The following is to be sung with happy, excited voice and, you know, make up your own melody:
I blended records
I blended records
I blended records
I put two records together!
It was so much fun learning how to blend records last week during my "lesson." WhoDat has been so generous with her time, her equipment, her knowledge. I got there and brought some beer to share – she is not charging me anything, so I decided to bring some nourishment each time. So we were chatting about interviews I've done recently (Marcellus Pittman and Brian Gillespie) and the class she has been taking this week. It was Wednesday and Thursday at the Detroit Youthville Community Center, a class on Abelton and Reaktor taught by Mike Huckaby. Abelton and Reaktor are music production and editing computer programs. The two days were free. I wanted to sit in on them, but it started at 4pm and I didn't find out in time to adjust my work schedule. He has taught them before, so maybe I'll get to sit in on one another time. I am getting so overwhelmed with all the people that I want to talk to and sit down with to interview here. I recently typed a list of people that I have already talked with and people that I still want to meet and interview and that side of the list is LOOOOONG!

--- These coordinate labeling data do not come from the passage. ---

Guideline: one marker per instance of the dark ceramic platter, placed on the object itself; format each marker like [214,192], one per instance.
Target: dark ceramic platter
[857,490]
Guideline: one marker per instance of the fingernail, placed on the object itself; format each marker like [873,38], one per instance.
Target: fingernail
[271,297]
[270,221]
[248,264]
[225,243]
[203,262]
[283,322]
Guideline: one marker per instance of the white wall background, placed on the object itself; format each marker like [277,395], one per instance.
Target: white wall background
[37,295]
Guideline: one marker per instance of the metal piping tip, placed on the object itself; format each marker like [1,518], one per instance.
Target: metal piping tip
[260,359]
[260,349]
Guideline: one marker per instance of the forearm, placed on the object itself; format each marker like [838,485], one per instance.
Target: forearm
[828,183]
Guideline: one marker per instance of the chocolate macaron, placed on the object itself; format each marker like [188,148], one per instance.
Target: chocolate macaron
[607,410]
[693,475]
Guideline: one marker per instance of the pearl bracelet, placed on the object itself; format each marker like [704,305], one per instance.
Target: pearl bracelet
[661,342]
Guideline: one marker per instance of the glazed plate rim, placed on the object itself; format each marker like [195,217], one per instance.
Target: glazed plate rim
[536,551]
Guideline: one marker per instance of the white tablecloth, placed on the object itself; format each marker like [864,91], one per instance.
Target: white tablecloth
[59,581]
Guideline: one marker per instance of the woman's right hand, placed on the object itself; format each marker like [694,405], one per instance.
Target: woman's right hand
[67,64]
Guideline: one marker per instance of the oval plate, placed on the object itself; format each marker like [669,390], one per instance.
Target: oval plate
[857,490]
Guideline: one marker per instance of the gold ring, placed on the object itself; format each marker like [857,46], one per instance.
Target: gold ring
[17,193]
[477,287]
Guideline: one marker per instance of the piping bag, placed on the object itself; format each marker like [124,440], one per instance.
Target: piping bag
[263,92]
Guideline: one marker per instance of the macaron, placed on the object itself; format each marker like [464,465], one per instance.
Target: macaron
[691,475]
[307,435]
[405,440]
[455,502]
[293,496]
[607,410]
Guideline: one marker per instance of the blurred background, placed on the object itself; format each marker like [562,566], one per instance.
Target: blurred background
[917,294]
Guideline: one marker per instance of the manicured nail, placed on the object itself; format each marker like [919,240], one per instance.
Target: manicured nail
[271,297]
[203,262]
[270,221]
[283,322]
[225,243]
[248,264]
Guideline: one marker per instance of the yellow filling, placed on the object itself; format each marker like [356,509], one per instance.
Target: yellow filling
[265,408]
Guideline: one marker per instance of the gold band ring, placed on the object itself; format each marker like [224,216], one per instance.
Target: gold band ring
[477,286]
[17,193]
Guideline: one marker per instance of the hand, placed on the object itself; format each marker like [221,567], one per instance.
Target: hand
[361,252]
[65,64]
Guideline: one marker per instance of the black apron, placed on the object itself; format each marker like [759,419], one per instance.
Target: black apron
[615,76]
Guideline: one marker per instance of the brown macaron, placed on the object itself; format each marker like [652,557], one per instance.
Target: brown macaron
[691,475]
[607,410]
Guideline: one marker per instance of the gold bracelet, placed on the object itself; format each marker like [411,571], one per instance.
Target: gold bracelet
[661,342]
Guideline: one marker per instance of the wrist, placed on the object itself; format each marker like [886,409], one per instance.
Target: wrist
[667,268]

We talked for a while and then she got me set up with two records. She was trying to find something a little simple for me to blend. So I put the headphones on with one record coming out of the monitor and one coming out of one ear of the headphones. She started with an M. Pittman track and something else (I can't remember what it was). She cleans her studio space while I practice. She wipes down her Hammond organ, rearranges her cords for her studio equipment, she just organizes things. It's interesting to have control over what comes out of the speakers and what only I hear through the headphones. WhoDat can't hear what I am doing until I raise the volume of the turntable that I am trying to mix in to the track that is playing through the monitor. It's interesting because I can play around and still know that some of it is just for my ears – it takes away some of my initial self-consciousness and then when I am ready, I raise the volume for her to hear what I have blended. Sometimes the beats are matched and it lasts, but sometimes they fall out of rhythm pretty quickly. It's so much fun – it's so new and really satisfying when I do the blend correctly. I was asking her about albums and 12 inches. There are different types of records. An album, an LP, of course we all know, holds multiple songs (usually more than 2) on each side. A 12 inch holds a single song on each side of the record. An EP holds about 2 songs on each side, sometimes different songs, or different versions of the same song. Usually she plays 12 inches or EPs when she is spinning because they are much louder. She picked out an Erykah Badu album and a 12 inch with a song from that album to show me the difference. The album was Worldwide Underground and the song on both the album and the 12 inch that she played was "Danger." It made such a big difference comparing the two sources playing the same song.
Doing this is really helping me hone in on words that some DJs here use to describe sounds and records. Heat is a major quality that people pick up on and use to describe music. A track can be hot, records and analog equipment produce warm sounds as opposed to digitally produced music. WhoDat commented on the "pops and hisses" of a vinyl record being valued over the cleaner, more sterile sounds of a CD or computer produced music. Anyway, the difference in sound levels and density between the LP and the 12 inch was remarkable. I could really hear a more complex density of sounds and of layers of sounds in the 12 inch. Since the sound of a single song is stretched out across the grooves of an entire record, there is a lot more space for the song; more space within the grooves of vinyl for a greater density of detail and sound.
So it's already Wednesday again and I have my lesson tomorrow night! I'll try and get some posts out sooner this time around. I've got a busy weekend ahead of me: possibly Oslo on Friday for Family with Brian Gillespie and Todd Osborne, Saturday night at the Johanson Charles Gallery for Norm Talley, Shake, and Derrick May! I'll make sure to get some updates up to this blog this weekend. Good night.